"The trouble with the world is that the stupid are cocksure and the intelligent are full of doubt." -- Bertrand Russell

Monday, January 9, 2012

Correction on "Helping Theist Arguments" (from 1/3/12)

User efrique on r/atheism has informed me that I made a conceptual error in my article "Helping Theist Arguments". With his permission, I include his comments here without alteration (other than editing out comments not related to his correction, which can be found here.) It's slightly embarrassing for me that I made this conceptual error, given the number of courses I've had on statistics and my background in statistical physics. It's slightly encouraging that efrique ensures me that this is a common mistake, repeated in a number of textbooks.

In my article, I wrote: "Whether you accept or reject the null hypothesis is then based upon how big the probability is that the given hypothesis is true. That's the way basic statistical tests work."

Efrique responds:

This is not right (you've strayed into my area, so I am probably going to get more technical than required)
A p-value is the probability of a test statistic at least as extreme as the one observed given that the null hypothesis is TRUE. This is entirely different from the probability that the null is true:
Something like p( T >= t | H0) is not at all the same thing as P(H0) or even P(H0 | T = t)
[This is an extremely common mistake, so it's probably one you've seen elsewhere - and more than once.
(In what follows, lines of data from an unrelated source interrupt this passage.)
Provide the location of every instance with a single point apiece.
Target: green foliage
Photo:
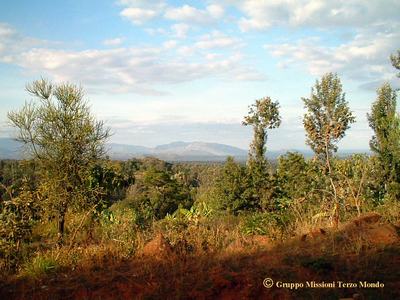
(110, 182)
(261, 223)
(232, 188)
(292, 174)
(157, 193)
(385, 123)
(263, 115)
(328, 116)
(395, 59)
(17, 217)
(63, 136)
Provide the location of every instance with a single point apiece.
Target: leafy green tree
(326, 121)
(292, 175)
(263, 115)
(62, 135)
(395, 59)
(157, 193)
(385, 142)
(328, 116)
(231, 187)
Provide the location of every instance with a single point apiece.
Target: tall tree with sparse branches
(327, 118)
(62, 135)
(385, 142)
(263, 115)
(395, 59)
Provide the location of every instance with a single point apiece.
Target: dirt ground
(367, 251)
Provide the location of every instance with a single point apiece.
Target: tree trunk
(61, 226)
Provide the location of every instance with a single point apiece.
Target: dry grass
(212, 259)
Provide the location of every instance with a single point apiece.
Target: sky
(163, 71)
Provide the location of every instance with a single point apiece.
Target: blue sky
(161, 71)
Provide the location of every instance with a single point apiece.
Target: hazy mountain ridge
(175, 151)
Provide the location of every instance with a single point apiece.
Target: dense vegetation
(68, 204)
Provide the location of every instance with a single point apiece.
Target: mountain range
(176, 151)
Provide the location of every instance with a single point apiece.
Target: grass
(210, 257)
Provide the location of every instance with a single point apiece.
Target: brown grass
(233, 266)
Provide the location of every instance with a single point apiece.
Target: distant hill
(176, 151)
(10, 149)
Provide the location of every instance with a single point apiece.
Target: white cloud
(6, 30)
(262, 14)
(170, 44)
(141, 11)
(215, 11)
(217, 39)
(128, 69)
(180, 30)
(138, 15)
(193, 15)
(113, 42)
(365, 58)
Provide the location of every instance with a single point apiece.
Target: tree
(263, 115)
(395, 59)
(157, 193)
(385, 123)
(326, 121)
(231, 186)
(66, 140)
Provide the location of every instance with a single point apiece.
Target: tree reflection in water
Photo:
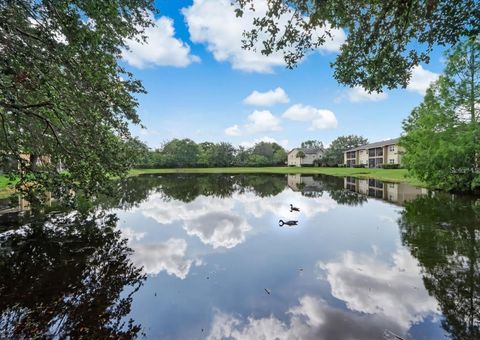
(68, 276)
(443, 233)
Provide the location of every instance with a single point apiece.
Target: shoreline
(387, 175)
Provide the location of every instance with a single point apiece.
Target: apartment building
(373, 155)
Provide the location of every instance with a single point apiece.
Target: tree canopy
(442, 134)
(186, 153)
(385, 39)
(64, 95)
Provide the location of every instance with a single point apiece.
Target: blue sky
(198, 80)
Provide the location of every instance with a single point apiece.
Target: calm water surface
(203, 256)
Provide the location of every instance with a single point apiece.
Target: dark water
(203, 256)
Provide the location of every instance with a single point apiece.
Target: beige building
(392, 192)
(373, 155)
(302, 156)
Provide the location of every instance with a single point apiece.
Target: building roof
(376, 144)
(307, 151)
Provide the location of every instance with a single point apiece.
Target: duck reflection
(443, 233)
(68, 276)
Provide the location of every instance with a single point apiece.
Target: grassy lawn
(388, 175)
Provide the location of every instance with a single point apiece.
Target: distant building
(373, 155)
(302, 156)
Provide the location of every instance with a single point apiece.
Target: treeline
(185, 153)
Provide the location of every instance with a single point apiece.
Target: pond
(203, 256)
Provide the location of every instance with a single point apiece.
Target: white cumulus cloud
(358, 94)
(269, 98)
(214, 23)
(233, 130)
(161, 47)
(421, 79)
(319, 118)
(258, 121)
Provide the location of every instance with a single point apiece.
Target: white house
(302, 156)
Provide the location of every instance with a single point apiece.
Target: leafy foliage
(442, 134)
(385, 40)
(64, 96)
(186, 153)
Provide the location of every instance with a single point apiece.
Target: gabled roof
(375, 145)
(307, 151)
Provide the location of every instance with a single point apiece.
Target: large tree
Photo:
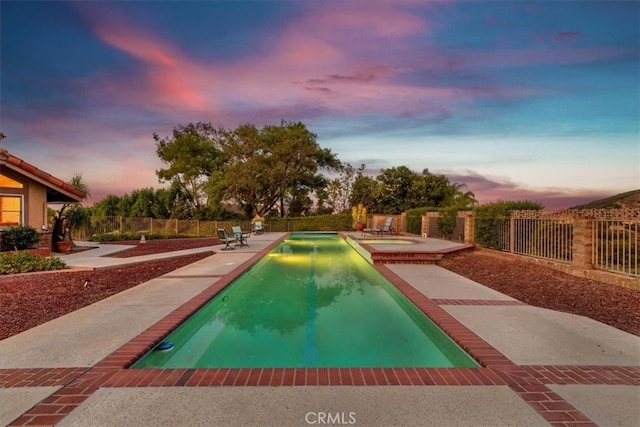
(192, 155)
(266, 167)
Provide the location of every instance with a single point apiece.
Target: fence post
(512, 233)
(469, 228)
(582, 244)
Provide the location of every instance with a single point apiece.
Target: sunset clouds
(448, 86)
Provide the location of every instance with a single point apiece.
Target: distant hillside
(628, 200)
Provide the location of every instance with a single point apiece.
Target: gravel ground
(35, 298)
(542, 286)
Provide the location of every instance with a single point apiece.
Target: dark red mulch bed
(541, 286)
(28, 300)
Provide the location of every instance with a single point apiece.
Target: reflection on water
(310, 302)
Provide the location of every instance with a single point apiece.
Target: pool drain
(164, 346)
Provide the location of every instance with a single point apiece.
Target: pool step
(430, 257)
(406, 257)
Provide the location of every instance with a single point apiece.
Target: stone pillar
(582, 244)
(424, 228)
(469, 229)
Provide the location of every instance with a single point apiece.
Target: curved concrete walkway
(540, 367)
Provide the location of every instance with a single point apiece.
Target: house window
(10, 210)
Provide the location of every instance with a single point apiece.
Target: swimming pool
(313, 301)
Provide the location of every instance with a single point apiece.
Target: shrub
(493, 218)
(24, 262)
(19, 238)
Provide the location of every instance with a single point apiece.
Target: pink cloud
(566, 35)
(490, 189)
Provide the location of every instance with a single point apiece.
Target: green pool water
(313, 301)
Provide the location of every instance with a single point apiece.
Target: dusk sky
(536, 100)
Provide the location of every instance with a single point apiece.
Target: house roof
(57, 189)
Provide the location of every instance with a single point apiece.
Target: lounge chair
(386, 228)
(257, 227)
(241, 236)
(223, 237)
I've even seen this error committed in statistical textbooks. It's one of several tests I use to reject a text as inadequate; it takes all of a minute or two to check if a text does these kind of things, but it's generally very telling of the overall standard.]
(If you're a Bayesian, you could argue that a p-value is related to the probability that the null is true given a result at least as extreme (proportional to it via Bayes theorem), but a Bayesian generally won't calculate a p-value at all, since a Bayesian can just jump straight to the relative posterior probability for the two hypotheses, or more likely would cast the whole thing in terms of decision theory and simply start computing some loss function or other quantity related to some measure of utility or disutlity. The people that calculate p-values - frequentists, generally - will deny that it makes sense to talk about relative probability of the null and alternative {holding that they're either true or false}, and hence the p-value simply has no interpetation even as a quantity proportional to such a probability.)

1 comment:

  1. For a more in-depth discussion of the nuances of null hypothesis significance testing (and why it's probably inadequate), you could check out the book Scientific Method in Practice by Hugh G. Gauch.

    tl;dr version here: http://web.math.umt.edu/wilson/Math444/Handouts/Cohen94_earth%20is%20round.pdf

    The trouble with Bayesian hypothesis testing of course is that, while it's conceptually more straightforward and probably more useful than NHST, the computational details are trickier. There also aren't as many good intro textbooks for it.

    So, with my modest mathematical abilities, I find myself accepting Bayesian over frequentist inference intellectually, but not handy with the nitty-gritty of carrying it out. Not a good place to be.